I just was wondering if the Mag was WNL or was it flagged as low and not WNL.If it was flagged as not WNL.then to always to be safe,just call the provider.As others have said I would not get into the habit of thinking that these things only matter if you are a cardiac patient. I do think the charge murse made too much out of it and the culture of writing nurses up has gotten out of hand at many facilities.This should have been a learning experience and approached as such because then you would be open to learning instead of being worried and frightened unnecessarily.So stop fretting now,learn the lesson and move on!

"Rhythm changes" can happen for a variety of reasons, and blaming you due to a normal K+ and slightly low Mg++ (5 hours before your shift even) is absolutely ridiculous. Try to stop ruminating and feeling bad about it. I think the real take home here is some people are crazy.
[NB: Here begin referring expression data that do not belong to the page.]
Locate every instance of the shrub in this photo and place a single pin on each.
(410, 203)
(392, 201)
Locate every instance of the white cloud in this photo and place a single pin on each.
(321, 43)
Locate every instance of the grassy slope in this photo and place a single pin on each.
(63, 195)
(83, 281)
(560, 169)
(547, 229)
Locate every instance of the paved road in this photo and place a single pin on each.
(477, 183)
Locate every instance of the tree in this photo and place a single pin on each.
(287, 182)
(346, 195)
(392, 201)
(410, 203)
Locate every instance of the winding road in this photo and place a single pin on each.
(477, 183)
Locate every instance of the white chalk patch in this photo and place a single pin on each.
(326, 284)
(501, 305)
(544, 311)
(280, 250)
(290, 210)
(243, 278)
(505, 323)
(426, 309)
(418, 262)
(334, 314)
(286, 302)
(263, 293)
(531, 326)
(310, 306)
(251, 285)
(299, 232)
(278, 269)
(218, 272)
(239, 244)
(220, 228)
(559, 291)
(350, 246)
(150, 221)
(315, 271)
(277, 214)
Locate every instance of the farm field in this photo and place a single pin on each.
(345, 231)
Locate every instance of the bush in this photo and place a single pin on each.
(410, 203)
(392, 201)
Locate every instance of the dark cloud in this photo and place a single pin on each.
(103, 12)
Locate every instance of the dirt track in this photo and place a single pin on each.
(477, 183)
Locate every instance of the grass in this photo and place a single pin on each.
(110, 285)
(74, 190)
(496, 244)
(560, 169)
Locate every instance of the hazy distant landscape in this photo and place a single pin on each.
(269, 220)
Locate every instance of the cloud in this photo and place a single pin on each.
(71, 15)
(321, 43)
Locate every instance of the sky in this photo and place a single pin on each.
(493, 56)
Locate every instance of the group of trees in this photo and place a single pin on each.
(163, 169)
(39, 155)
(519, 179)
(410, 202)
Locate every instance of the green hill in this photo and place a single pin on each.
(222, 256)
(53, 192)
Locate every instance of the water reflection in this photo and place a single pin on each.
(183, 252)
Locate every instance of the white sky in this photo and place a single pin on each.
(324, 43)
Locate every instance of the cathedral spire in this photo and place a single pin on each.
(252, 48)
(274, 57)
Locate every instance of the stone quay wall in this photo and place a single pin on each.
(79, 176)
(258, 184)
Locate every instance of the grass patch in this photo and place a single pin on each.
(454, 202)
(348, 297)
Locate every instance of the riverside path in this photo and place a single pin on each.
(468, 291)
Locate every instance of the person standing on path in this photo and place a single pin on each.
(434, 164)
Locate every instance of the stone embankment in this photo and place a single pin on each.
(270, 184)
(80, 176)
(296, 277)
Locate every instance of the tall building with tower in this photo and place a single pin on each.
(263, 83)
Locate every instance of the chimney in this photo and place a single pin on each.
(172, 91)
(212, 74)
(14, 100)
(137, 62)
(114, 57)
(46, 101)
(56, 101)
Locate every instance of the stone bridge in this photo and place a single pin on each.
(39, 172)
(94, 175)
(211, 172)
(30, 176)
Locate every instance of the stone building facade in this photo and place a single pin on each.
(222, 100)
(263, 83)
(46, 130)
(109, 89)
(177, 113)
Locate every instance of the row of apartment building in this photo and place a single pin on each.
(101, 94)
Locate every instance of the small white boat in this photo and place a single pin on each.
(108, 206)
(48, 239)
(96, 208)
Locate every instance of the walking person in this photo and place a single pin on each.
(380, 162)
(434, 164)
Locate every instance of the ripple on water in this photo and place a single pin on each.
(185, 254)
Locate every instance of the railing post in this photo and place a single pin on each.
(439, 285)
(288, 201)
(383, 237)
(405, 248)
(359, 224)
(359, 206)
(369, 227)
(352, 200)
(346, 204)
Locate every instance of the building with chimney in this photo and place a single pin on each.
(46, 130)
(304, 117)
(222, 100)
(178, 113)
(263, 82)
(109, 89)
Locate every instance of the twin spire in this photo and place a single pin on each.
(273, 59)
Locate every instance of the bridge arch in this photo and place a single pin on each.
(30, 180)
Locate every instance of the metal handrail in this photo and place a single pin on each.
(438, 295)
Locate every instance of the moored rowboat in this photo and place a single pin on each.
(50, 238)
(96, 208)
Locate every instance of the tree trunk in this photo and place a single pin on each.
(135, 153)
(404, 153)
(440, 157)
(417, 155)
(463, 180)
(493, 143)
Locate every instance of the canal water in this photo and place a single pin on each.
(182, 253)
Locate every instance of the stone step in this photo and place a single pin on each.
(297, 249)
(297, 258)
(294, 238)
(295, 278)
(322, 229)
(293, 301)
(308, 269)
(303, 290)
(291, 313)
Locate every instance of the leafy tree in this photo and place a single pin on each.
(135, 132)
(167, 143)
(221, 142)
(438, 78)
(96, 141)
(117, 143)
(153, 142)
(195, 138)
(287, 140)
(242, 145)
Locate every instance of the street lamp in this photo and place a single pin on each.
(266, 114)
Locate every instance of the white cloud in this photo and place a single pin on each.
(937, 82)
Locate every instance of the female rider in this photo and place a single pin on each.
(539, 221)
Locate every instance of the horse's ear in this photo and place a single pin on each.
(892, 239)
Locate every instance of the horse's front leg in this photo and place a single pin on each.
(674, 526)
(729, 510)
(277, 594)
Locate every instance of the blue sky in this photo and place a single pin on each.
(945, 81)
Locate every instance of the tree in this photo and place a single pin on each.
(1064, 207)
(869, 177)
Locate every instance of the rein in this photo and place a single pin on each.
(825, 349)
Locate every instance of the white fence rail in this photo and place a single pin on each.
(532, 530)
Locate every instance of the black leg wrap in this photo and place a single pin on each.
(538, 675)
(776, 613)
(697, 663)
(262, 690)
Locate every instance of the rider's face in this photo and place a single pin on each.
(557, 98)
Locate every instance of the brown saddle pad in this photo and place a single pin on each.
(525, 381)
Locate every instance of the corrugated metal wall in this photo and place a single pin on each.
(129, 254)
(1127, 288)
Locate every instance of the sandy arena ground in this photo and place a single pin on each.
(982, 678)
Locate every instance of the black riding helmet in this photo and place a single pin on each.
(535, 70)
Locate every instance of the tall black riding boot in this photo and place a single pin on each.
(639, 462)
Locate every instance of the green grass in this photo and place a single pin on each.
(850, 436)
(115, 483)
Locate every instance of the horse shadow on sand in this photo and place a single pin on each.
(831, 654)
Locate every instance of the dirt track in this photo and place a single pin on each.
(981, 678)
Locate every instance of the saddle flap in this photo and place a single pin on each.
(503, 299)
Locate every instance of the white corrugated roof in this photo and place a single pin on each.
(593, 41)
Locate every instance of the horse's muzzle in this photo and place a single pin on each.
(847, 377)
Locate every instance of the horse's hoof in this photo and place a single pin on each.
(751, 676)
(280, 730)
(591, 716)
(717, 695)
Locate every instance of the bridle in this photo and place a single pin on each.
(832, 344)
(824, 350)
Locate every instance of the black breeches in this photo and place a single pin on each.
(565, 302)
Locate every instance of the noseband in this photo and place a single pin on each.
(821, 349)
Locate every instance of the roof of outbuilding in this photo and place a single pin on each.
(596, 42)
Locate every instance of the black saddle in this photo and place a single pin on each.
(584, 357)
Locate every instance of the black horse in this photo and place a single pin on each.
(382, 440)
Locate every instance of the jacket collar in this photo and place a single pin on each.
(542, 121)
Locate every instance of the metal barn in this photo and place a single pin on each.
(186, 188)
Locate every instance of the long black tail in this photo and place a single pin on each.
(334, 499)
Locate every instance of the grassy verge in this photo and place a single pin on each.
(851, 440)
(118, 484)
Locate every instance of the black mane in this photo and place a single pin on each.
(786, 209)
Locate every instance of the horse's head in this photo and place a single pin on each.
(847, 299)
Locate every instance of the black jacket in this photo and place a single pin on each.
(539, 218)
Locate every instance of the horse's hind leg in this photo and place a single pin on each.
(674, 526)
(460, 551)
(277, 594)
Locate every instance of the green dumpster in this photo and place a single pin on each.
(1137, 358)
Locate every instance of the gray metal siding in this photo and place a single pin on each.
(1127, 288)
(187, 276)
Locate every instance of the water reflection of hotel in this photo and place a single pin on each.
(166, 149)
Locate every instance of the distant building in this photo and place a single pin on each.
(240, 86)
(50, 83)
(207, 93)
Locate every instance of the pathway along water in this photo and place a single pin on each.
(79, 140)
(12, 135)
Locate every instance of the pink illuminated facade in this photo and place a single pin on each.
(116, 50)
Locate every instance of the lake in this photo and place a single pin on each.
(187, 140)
I would echo the above comments--don't torture yourself over this because it can become an obstacle to your practice. However, even though an abnormal lab should get addressed by the nurse on whose shift the value is reported and the MD is responsible for ordering treatment according to abnormal values, I would contribute 2 takeaways here: 1) If you are given the responsibility of taking care of the patient, and you saw the lab, follow up. It's irrelevant that previous nurses didn't pick it up. Unless you're given in report that there is a reason for inaction, you should follow up. It's not uncommon that something gets missed by one nurse after another, shift after shift and part of that is a nurse assuming that the previous nurse would've done something about it if it mattered. Also we as nurses are with a small number of patients for the entire day (versus physicians who have to think about many patients). Physicians count on us to keep our eyes open and our brains working and alert them as needed. That's what makes us a team. Patient care is a collaboration. Always have that in mind. So. Apart from where the responsibility falls ultimately, go forth with the mindset that you should take action as needed. 2) Try not to get stuck in the mindset of labeling each patient as "cardiac" or " GI" etc. That closes your brain to the creative and critical thinking you need to be a great nurse and it sounds like possibly this is what got in your way this time. As previous posters stated, cardiac patient or not, cardiac issues can still develop. Big picture.